Data shows that of the 800 start-ups recognised by the government so far, only 10 were eligible for the financial benefits under Startup India, Standup India programme. Officials say that innovation, a key criteria for being chosen was missing. And that is why the government is thinking of linking job creation as the main factor for start-ups to be eligible for federal benefits. “A large number of applications come to us only because they want ‘apna kuchh’. Of the almost 1,000 applications that we have got this year, only 100 are worth incubating. Of this, perhaps only 20 will get investor attention and funding”, said Chintan Bakshi, COO of Rajasthan-based incubator, Startup Oasis.

Sector in nascent phase

Why don’t all start-ups stand up, is a question that haunts Mohali’s Harshvardhan Tiwari. ZORoute is his second attempt at entrepreneurship. Unlike Karnawat, who got support from his family business, Tiwari has the burden of arranging investment for his start-up.

Of the 12,000 start-ups that applied for investment, Indian Angel Network (IAN), one of the largest network of angel investors in Asia, invested in only 40.

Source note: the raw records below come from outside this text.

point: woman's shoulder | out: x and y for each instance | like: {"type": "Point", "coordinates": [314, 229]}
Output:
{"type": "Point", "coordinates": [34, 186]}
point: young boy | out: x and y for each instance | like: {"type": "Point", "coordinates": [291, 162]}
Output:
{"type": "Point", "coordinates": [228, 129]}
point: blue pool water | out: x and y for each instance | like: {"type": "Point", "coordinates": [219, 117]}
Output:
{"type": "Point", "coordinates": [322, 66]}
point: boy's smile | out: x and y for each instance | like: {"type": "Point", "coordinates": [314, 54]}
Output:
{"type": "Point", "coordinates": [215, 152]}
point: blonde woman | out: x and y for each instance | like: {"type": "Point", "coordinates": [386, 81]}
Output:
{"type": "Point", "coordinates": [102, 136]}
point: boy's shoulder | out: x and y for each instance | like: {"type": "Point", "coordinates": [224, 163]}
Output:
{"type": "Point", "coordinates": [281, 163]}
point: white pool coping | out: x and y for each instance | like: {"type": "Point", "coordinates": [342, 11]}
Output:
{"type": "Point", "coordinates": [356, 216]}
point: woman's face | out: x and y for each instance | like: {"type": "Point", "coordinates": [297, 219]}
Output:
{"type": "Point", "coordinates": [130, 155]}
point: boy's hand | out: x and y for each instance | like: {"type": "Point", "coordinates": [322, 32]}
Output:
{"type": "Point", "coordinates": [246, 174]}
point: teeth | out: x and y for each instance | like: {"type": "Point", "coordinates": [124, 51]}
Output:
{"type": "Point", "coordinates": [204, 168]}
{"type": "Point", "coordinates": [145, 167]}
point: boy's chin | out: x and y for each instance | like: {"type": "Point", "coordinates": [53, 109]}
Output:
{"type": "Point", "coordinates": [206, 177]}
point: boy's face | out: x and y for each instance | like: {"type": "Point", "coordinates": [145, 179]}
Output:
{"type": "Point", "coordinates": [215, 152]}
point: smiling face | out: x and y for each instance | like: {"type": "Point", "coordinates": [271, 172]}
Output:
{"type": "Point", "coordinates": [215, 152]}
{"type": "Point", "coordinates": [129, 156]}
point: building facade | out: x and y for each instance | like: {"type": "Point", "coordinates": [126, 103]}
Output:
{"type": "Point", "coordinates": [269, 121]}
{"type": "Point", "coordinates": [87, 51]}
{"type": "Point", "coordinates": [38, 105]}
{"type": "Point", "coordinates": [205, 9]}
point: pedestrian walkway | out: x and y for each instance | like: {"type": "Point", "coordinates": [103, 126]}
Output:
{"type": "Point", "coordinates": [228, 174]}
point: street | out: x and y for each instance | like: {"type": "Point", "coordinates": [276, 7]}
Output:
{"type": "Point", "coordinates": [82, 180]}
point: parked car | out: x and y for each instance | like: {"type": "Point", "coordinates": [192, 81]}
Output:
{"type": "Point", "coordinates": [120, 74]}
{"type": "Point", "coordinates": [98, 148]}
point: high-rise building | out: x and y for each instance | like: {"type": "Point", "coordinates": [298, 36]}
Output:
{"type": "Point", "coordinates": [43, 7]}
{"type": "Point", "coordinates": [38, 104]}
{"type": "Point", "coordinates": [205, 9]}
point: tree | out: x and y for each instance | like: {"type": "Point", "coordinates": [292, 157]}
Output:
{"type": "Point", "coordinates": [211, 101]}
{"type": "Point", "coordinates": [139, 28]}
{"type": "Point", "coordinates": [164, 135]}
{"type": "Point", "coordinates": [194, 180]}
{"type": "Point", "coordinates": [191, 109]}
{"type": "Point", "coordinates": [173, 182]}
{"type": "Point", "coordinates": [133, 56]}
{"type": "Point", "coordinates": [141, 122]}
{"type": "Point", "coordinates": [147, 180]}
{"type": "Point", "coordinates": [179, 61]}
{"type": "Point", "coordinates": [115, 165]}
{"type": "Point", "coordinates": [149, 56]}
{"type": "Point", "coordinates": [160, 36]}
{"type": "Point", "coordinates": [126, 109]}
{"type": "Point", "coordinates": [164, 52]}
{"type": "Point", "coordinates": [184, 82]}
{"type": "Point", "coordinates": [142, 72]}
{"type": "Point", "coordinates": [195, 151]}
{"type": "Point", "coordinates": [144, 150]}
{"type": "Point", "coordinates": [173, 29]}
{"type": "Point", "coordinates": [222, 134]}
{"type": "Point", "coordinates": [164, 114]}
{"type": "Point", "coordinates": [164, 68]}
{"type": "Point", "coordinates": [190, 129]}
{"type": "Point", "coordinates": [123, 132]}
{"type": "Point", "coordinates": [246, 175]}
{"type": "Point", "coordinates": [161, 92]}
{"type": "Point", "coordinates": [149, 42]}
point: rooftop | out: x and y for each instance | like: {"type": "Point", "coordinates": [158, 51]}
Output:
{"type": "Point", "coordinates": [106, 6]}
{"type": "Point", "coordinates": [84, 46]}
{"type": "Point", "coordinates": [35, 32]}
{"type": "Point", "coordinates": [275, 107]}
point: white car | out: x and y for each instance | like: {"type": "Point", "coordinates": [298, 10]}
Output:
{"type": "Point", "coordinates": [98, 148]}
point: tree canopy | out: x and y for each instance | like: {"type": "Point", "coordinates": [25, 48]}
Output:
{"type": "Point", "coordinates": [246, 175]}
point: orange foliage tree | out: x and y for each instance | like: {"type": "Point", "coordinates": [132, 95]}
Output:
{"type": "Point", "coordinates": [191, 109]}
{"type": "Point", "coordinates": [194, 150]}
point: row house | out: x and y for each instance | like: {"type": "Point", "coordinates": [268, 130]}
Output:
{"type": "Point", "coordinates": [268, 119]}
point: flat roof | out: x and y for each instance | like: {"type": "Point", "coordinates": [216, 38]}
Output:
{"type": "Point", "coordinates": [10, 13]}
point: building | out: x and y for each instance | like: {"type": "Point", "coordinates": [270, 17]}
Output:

“It takes time for the start-up ecosystem to mature. So a high rejection list in the formative years of the sector is natural. India’s largest private job creator, the IT sector was also a bunch of start-ups in the 1980s, with the exception of Tata Consultancy Services. Did the sector become a $150 billion industry creating 4 million jobs, overnight?” asks Saurabh Srivastava, founder of IAN and co-founder of NASSCOM.

The answer is no. And the expansion from a $50 million sector in 1988 to an over $150 billion industry has taken three decades for the IT sector.

With the right nurturing these start-ups could grow into larger industrial houses fulfilling Modi’s wish of large-scale job creation. But Modi’s wish will have to wait, today the start-up sector is still in its nascent phase, which is already seeing cautious investors and a large number of them not maturing beyond an idea. Data shows that one out of every seven start-up idea does not get funding for growing into a business.

Policies to ease business

India’s role model in the case of start-ups is the Silicon Valley. But politicians and policymakers should remember that it took decades before the Valley became the net new job creators in America.

To help the start-up sector mature, the government has to ensure several facilitating policies. The education sector has started realising the importance of innovation in its syllabi but it has to be more enabling. The government has to take ease of doing business several notches higher where setting up and winding up of businesses do not take too much time. Legal protection against busting start-ups also has to be made a priority. The examples of Stayzilla, where the founder was jailed for a civil offence of not paying a vendor, does not inspire the entrepreneurial spirit.

Jewelove’s Sambhav Karnawat has already expanded his team from three to over 100 people he directly and indirectly employs. He wants to expand his workforce to 1,000, but that will happen gradually over the next five years. And for that, his wishlist to Prime Minister Modi’s government is to ensure easy and timely access to the government’s start-up funding schemes.